A Harvard University-led team describes a pipeline for processing and analyzing single-cell transcriptome data generated with the help of droplet microfluidics approaches. The method, known as dropEst, is designed for use with several single-cell RNA sequencing protocols and alignment approaches, the researchers note, and includes steps to assess library and cell quality, while correcting for confounding factors related to unique molecular identifier coverage, sequencing errors, and other issues that may arise. "[W]e hope that the developed pipeline will facilitate analysis of droplet-based single-cell RNA-seq data," they write, "providing helpful diagnostics."

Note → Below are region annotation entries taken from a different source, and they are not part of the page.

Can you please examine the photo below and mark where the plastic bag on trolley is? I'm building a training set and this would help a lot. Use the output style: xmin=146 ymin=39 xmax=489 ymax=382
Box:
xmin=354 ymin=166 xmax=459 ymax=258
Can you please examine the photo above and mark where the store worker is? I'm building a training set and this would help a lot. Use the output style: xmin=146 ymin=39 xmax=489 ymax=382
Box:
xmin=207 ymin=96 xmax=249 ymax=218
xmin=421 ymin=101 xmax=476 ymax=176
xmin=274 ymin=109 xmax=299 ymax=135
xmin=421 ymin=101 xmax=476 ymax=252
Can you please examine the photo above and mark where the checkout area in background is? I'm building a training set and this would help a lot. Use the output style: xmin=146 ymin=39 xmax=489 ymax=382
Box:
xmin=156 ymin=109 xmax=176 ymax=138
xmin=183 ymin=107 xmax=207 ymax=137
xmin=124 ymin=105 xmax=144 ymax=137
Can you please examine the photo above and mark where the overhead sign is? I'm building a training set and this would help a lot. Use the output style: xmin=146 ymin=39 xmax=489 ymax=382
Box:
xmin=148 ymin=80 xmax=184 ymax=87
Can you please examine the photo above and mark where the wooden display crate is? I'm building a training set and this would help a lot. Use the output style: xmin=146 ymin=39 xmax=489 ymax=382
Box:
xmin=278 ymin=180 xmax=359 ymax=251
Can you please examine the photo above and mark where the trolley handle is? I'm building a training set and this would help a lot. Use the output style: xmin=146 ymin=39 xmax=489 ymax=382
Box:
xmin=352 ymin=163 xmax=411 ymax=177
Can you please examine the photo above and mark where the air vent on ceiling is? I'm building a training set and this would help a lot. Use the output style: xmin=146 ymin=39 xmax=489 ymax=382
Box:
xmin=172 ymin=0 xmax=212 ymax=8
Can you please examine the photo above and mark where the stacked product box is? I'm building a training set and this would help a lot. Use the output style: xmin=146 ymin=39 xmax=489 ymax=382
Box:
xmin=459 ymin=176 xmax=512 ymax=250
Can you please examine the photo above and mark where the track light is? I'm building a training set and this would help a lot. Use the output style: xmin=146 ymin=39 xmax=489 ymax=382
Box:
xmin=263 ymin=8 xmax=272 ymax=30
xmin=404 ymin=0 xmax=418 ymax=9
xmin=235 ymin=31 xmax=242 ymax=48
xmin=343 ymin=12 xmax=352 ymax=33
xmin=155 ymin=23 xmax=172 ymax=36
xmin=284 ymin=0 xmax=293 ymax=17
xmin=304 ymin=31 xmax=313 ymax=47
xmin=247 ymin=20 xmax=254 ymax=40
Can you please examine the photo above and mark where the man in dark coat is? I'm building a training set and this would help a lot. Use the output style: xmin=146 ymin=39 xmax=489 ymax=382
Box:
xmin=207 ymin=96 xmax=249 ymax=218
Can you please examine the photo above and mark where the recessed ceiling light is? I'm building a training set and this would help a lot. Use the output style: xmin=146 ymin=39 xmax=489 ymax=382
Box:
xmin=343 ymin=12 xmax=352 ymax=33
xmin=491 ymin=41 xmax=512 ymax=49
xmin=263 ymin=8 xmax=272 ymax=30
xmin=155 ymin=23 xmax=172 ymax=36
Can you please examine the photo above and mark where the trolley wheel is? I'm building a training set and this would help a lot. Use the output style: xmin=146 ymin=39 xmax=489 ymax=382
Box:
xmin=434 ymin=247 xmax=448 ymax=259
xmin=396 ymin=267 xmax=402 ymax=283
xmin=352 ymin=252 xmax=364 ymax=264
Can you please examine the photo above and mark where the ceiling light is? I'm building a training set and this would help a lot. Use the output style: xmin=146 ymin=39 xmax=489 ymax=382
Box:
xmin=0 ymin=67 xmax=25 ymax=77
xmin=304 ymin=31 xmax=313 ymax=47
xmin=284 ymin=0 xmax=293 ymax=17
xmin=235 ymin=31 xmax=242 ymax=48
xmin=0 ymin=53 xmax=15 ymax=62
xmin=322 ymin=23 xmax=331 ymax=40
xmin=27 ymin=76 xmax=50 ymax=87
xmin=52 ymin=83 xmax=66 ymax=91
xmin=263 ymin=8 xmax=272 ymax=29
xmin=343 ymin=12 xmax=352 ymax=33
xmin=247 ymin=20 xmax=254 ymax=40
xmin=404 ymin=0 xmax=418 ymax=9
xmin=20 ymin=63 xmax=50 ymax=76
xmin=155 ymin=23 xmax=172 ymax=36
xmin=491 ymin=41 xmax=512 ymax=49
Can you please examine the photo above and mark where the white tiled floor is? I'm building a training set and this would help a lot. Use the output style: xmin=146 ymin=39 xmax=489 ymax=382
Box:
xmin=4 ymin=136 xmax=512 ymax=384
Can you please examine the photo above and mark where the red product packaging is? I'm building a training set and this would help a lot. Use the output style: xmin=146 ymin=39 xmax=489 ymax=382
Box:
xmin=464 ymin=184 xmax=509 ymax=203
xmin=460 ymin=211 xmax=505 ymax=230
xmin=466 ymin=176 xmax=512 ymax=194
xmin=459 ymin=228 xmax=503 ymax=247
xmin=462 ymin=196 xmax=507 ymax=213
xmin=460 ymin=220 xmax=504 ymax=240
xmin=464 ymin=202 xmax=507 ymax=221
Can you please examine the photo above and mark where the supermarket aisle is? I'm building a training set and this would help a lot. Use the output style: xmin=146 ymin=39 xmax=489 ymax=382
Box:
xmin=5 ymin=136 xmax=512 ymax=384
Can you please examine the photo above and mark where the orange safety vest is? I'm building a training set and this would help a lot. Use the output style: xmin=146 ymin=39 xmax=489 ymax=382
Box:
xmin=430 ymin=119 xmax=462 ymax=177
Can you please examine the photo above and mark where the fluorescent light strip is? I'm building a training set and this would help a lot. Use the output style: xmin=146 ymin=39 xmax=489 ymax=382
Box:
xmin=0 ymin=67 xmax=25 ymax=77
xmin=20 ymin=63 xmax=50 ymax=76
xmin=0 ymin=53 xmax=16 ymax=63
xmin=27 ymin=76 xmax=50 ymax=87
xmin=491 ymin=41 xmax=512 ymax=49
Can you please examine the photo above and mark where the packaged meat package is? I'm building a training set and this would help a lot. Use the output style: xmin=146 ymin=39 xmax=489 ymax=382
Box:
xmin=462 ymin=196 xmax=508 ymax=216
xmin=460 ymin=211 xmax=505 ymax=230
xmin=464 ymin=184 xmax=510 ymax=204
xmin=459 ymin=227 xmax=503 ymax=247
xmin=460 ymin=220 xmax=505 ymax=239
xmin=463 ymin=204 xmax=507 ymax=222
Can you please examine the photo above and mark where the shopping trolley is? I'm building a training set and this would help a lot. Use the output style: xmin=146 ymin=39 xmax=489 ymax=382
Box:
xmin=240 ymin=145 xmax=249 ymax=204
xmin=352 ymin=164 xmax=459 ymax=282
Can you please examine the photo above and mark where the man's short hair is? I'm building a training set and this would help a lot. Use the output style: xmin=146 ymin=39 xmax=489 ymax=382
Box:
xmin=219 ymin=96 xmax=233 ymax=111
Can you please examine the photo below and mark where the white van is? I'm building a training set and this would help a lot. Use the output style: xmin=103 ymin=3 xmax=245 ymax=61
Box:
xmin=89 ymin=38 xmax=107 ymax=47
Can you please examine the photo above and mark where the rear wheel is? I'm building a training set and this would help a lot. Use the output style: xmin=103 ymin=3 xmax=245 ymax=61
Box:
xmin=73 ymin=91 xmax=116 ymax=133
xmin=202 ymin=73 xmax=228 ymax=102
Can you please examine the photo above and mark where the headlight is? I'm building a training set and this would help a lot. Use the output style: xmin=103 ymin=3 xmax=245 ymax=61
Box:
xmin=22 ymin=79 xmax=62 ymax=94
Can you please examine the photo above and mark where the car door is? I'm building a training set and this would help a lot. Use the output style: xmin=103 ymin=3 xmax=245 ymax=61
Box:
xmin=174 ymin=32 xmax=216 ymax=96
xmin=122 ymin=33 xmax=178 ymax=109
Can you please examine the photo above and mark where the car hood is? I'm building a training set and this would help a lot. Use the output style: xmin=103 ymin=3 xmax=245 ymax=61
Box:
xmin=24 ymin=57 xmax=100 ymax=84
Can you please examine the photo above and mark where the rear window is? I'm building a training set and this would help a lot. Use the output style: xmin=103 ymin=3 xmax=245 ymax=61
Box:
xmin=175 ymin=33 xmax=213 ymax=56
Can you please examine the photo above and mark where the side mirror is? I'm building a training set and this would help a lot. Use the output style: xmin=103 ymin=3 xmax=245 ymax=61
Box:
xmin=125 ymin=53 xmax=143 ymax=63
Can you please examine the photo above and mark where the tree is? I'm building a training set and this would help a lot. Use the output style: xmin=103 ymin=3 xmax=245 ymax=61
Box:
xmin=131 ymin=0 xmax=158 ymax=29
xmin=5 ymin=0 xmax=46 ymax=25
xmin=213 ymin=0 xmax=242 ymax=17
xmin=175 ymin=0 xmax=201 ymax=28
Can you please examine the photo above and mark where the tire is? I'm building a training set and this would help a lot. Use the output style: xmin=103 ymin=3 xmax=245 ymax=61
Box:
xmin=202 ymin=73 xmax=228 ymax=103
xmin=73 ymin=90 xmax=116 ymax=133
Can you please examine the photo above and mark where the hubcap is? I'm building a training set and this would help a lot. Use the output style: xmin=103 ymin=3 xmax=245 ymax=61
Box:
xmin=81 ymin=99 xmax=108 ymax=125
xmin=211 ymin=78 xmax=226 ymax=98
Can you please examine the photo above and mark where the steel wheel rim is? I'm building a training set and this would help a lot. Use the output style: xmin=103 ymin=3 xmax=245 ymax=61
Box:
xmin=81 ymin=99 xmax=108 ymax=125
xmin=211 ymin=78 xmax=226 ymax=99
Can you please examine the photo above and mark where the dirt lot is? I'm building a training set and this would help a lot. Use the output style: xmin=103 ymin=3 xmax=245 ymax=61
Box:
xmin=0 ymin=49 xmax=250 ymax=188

Chinese researchers introduce DeepCRISPR, a computational strategy for designing optimal single guide RNAs — while taking into account the target sequence and epigenetic factors that may impact their effectiveness — in CRISPR-based gene editing experiments. The method brings together on- and off-target sgRNA predictions into a deep learning framework that compared favorably with alternative in silico tools that are typically used for doing such predictions. "We believe that future insights from the deep learning community as well as the data accumulation in the genome editing community will lead to enhancements of DeepCRISPR and CRISPR-based gene editing analysis generally," the authors say.
Finally, a University of Pennsylvania team presents an approach for identifying biologically relevant microbial taxa from 16S ribosomal RNA gene amplicon sequences or other types of targeted microbial gene sequencing. This approach — called the "Hidden Markov Model-based Ultra-Fast OTU tool," or HmmUFOtu — is designed to process such amplicon sequence data and makes taxonomic classifications and sequence inferences, respectively, informed by phylogenetic positions and consensus sequence information. The researchers demonstrated the feasibility of the approach using simulated and real 16S sequence datasets, including data from the Human Microbiome Project.